Re: [RFE] Add minimal universal release management capabilities to GIT

2017-10-22 Thread Kaartic Sivaraam
Heads up, I'm gonna play the devil's advocate a little, here.

On Sat, 2017-10-21 at 15:56 +0200, nicolas.mail...@laposte.net wrote:
> No that is not up to the hash function. First because hashes are too
> long to be manipulated by humans, and second no hash will ever
> capture human intent. You need an explicit human action to mark "I
> want others to use this particular state of my project because I am
> confident it is solid".
> 

I would say you're just limiting your thoughts. There's no strict rule
saying hash functions should be "incomprehensible" to humans or that
different hashes should be "uncomparable". No one's going to stop
someone from creating a hypothetical hash function that's totally
ordered (!) unless you violate the basis of a "hash". (surprise,
there's already attempts at it,

https://stackoverflow.com/q/28043857/5614968


)


> Except, the releasing happens outside git, it's still fairly manual. 

You seem to be more frustrated by "manual" work. I suspect why you
can't automate that.

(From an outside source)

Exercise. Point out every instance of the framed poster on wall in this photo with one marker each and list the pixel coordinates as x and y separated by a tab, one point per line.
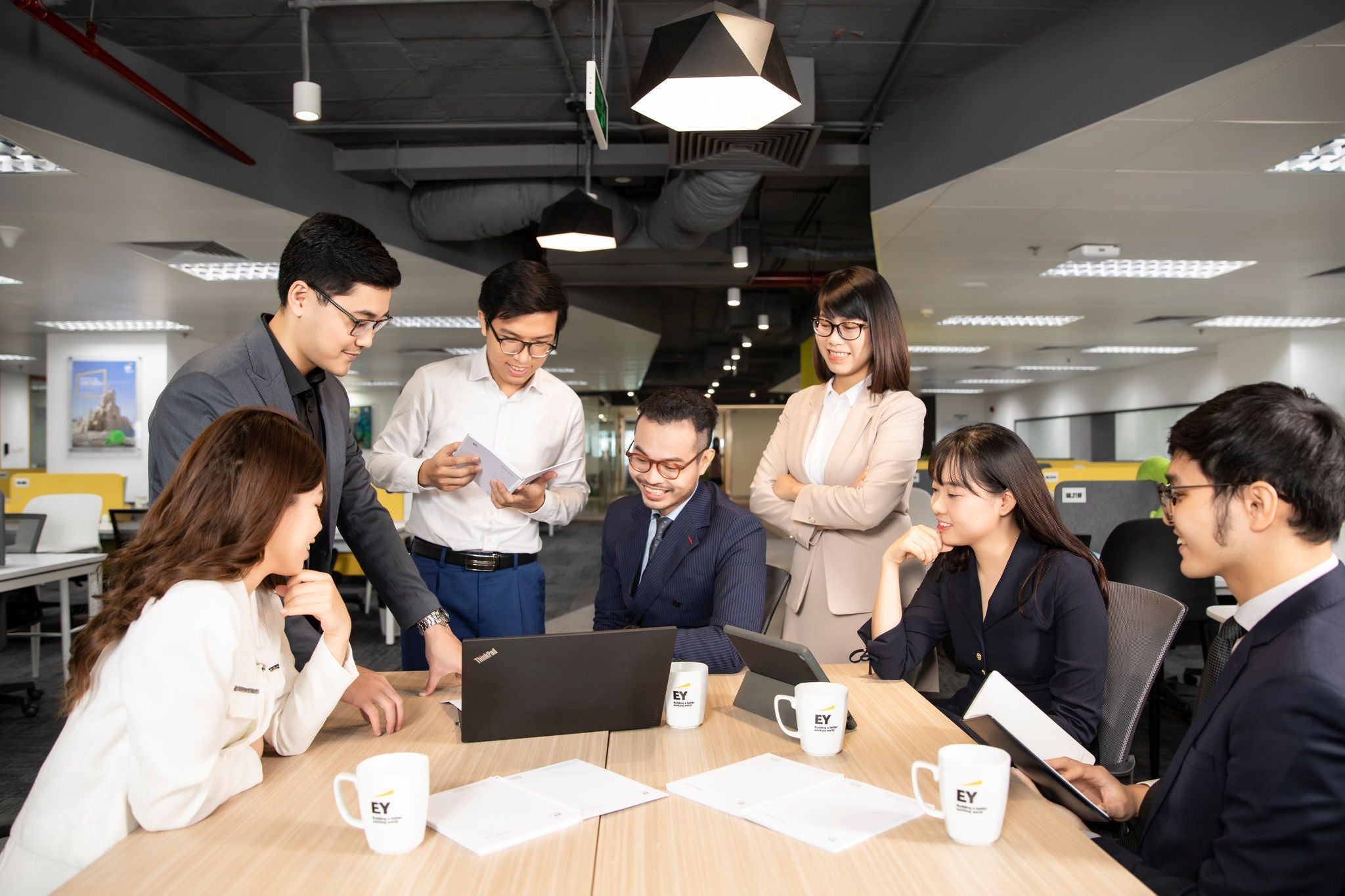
102	405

Given all the work done during a release of "Git",
(https://public-inbox.org/git/xmqqr2tygvp4@gitster.mtv.corp.google.
com/)
may be the maintainer could possibly give some good advise on this.

+cc Junio

> All I'm proposing is to integrate the basic functions in git to
> simplify the life of those projects and help smaller projects that
> want completely intergrated git workflows.
> 

Wait, aren't you just trying to make git more than a "version control
system"? I don't think it's encouraged a lot here given that there have
patches that have not been accepted because they might make git
opinionated and the result "doesn't quite fit into the broad picture of
a version control system"

cf. https://public-inbox.org/git/20170711233827.23486-1-sbel...@google.com/

cf. 
https://public-inbox.org/git/cagz79kyarf6r-vx1-lm4x_anlmrxc3vnd2acqmnqq3j6y-s...@mail.gmail.com/


> Yes and it is so fun to herd hundreds of management tools with
> different conventions and quirks. About as much fun as managing
> dozens of scm before most projects settled on git. All commonalities
> need to migrate in the common git layer to simplify management and
> release id is the first of those.

It's better to have a "good" (generic) release management tool that
does what you ask (probably with some help from git) than try to turn
Git into one (which is not possible without making Git opinionated,
more on that later). I guess there should already be one that meets
your expectation and you probably just have to discover it.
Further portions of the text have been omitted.